Data Science Modules#
Overview#
Data Science Modules (“DS Modules”) are short explorations into data science that give students the opportunity to work hands-on with a data set relevant to their course and receive some instruction on the principles of data analysis, statistics, and computing. DS Modules are designed and taught in an existing course from any discipline or field with the help and collaboration of the Data Science Modules Development Team and the course instructor. These DS Modules are often presented as interactive lectures or labs that allow students to learn from data sets that pertain to their course material.
The target audience for DS Modules are students with little to no previous data science knowledge or experience. Providing DS Modules within existing courses and in a range of disciplines, allows students who may never sign up for a data science course on their own the opportunity to gain skills in the field of data science.
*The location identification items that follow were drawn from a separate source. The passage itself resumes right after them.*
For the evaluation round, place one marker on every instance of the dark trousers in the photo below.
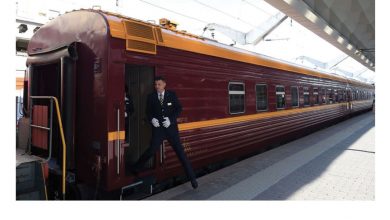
(172, 135)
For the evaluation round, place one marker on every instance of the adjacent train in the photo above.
(235, 103)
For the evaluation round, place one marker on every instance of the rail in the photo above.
(52, 98)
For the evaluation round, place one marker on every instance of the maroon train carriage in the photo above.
(235, 103)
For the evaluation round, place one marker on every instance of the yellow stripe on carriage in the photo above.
(112, 136)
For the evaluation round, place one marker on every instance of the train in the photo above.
(236, 103)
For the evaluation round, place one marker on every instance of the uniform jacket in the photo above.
(171, 107)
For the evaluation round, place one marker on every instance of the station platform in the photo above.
(335, 163)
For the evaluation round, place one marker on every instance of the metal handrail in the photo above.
(61, 133)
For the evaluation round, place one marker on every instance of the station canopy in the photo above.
(253, 25)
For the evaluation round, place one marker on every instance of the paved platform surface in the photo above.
(336, 163)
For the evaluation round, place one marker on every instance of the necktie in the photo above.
(161, 98)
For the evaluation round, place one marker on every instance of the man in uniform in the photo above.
(162, 109)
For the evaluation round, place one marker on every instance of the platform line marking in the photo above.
(254, 185)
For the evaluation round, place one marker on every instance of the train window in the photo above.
(316, 96)
(280, 97)
(294, 96)
(261, 97)
(306, 96)
(236, 97)
(323, 96)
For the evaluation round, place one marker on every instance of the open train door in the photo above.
(140, 82)
(51, 103)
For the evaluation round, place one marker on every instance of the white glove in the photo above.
(166, 123)
(155, 123)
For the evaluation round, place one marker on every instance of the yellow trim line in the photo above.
(237, 119)
(188, 42)
(257, 116)
(112, 136)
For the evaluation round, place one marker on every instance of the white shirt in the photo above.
(158, 94)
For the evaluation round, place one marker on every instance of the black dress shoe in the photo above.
(194, 184)
(135, 170)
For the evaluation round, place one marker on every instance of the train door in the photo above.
(55, 79)
(139, 82)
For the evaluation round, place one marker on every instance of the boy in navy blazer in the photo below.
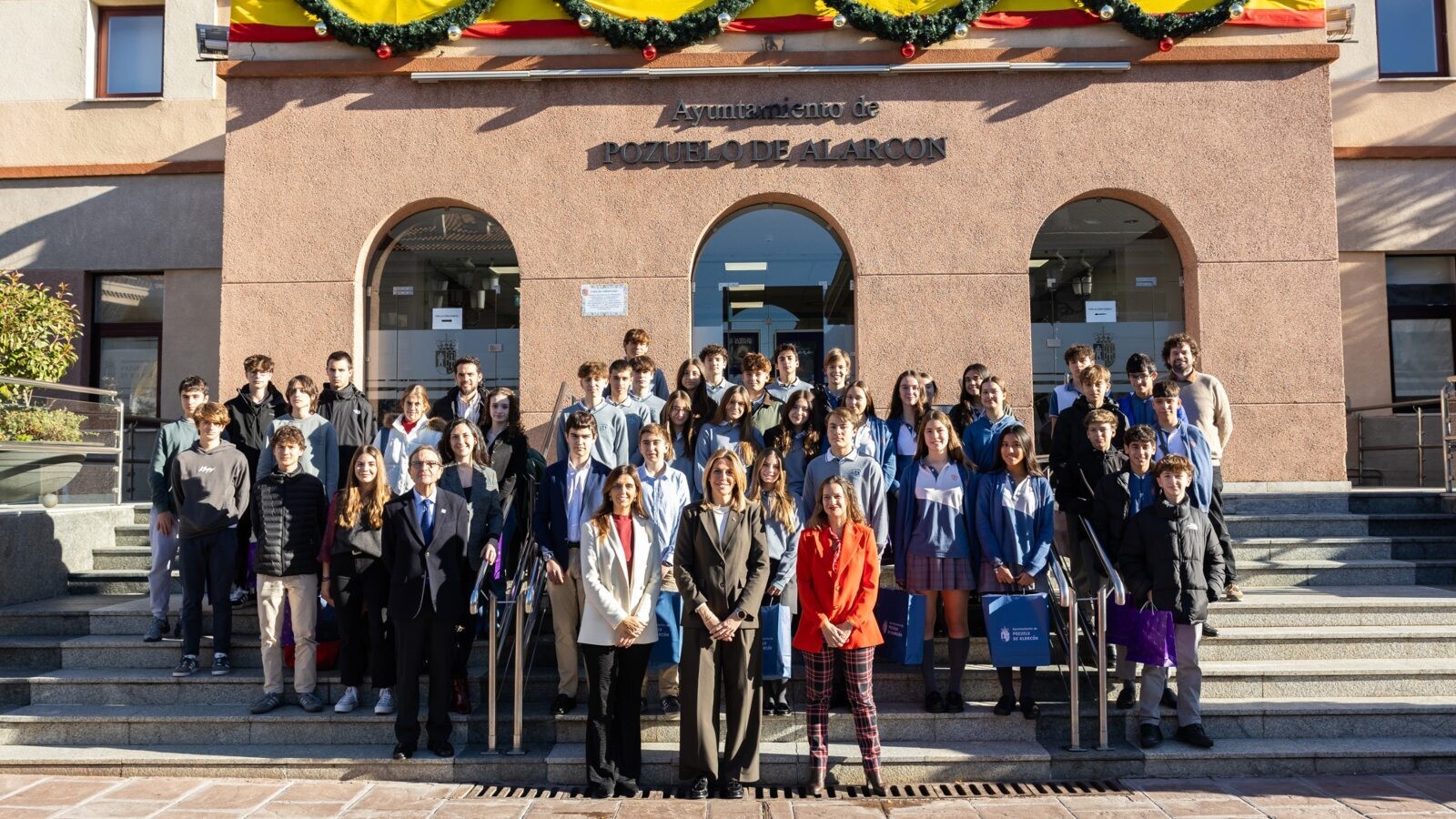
(422, 544)
(570, 494)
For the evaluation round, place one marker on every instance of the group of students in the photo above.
(695, 508)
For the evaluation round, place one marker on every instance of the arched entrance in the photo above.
(444, 283)
(1104, 273)
(772, 274)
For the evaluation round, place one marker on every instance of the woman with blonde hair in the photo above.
(721, 566)
(621, 581)
(839, 581)
(357, 584)
(405, 431)
(783, 526)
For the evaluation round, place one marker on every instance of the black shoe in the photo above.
(1193, 734)
(934, 703)
(1149, 734)
(1127, 697)
(698, 789)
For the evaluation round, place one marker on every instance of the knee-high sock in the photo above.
(960, 649)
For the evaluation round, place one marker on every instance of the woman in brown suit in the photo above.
(721, 564)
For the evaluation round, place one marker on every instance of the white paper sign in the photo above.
(1101, 312)
(448, 318)
(603, 299)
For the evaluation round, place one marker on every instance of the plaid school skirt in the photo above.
(939, 574)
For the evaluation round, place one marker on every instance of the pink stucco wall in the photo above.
(1235, 157)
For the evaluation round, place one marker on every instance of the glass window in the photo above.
(1103, 273)
(1421, 305)
(131, 366)
(768, 276)
(1411, 38)
(444, 285)
(127, 299)
(130, 53)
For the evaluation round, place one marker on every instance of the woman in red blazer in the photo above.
(839, 581)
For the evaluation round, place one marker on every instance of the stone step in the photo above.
(788, 763)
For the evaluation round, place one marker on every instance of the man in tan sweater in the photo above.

The DS Modules Development Team collaborates with instructors across different departments and with a range of technical skills in order to connect with a wide variety of students. Cross-departmental connection helps to build the DS Modules program presence on campus and attract other faculty. Instructors work closely with the Development Team so that they can either teach the DS Modules themselves or assist while the DS Modules Development Team leads the class.
DS Modules are an excellent way for students to have a smooth and supported introduction to computing, statistics, and vital tools used in data science, which are becoming increasingly relevant across academic disciplines. They empower students to do research and pose their own questions using data, as well as enable instructors to apply new lenses to their area of expertise. By the end of a DS Module, students will learn to process data in real-time, write and execute code, make visualizations, develop analytical skills, and learn to apply these skills to their relevant field or course work.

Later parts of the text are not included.